Jade nodded, but her mind had already drifted again—not to the case, but to the man standing before her. She could so easily lean into him, draw strength from his solid presence. But the same barriers remained—her past, his son, the professional boundaries still technically between them.

“What?” he asked, noticing her extended silence.

“Nothing,” she said quickly. “Just ... thank you. For being here tonight.”

“Nowhere else I’d rather be,” he replied, then caught himself. “I mean—professionally speaking.”

The qualifier hung between them, a reminder of all the things unsaid. Jade smiled sadly, knowing they were both playing the same game—pretending this was still just protection detail when it had clearly become something more.

She just wasn’t sure what that something was—or if it could survive the truth she’d eventually have to tell.

29

Someone’s hiding something.Thurston’s reaction was too strong for this to be nothing.

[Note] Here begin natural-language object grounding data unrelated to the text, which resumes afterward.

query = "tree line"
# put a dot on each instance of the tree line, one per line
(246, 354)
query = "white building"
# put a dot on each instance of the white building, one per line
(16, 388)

Jade studied the storage facility contract under the harsh fluorescent light of the church records room. Deke was clearly ready to leave, but she couldn’t shake the feeling that this seemingly minor detail mattered more than anyone was admitting.

“We could continue this investigation tomorrow,” he suggested from the doorway, keys dangling from his fingers. “After we’ve both had dinner and some rest.”

She looked up, registering the fatigue around his eyes. “I just need fifteen minutes. There’s something about Thurston’s reaction that doesn’t sit right.”

Deke’s stomach growled audibly, and she suppressed a smile. He’d been patient through the two-hour board meeting after a full day at their headquarters. Still, he stepped into the small room and settled against a filing cabinet.

“Fifteen minutes,” he conceded. “Then food. Non-negotiable.”

The records room was barely large enough for the desk, computer, and wall of filing cabinets that housed the church’spaper history. Decades of financial records, meeting minutes, and correspondence filled labeled drawers, organized with the kind of meticulous care that spoke of someone’s loving attention—probably Mrs. Peterson, the church secretary who’d worked here since the Reagan administration.

Jade pulled out the drawer marked “Contracts/Vendors 2010-2021” and began rifling through the neatly arranged folders. If the church had been paying for storage all along, there should be a paper trail.

“What exactly are we looking for?” Deke asked, moving to examine the cabinet beside her.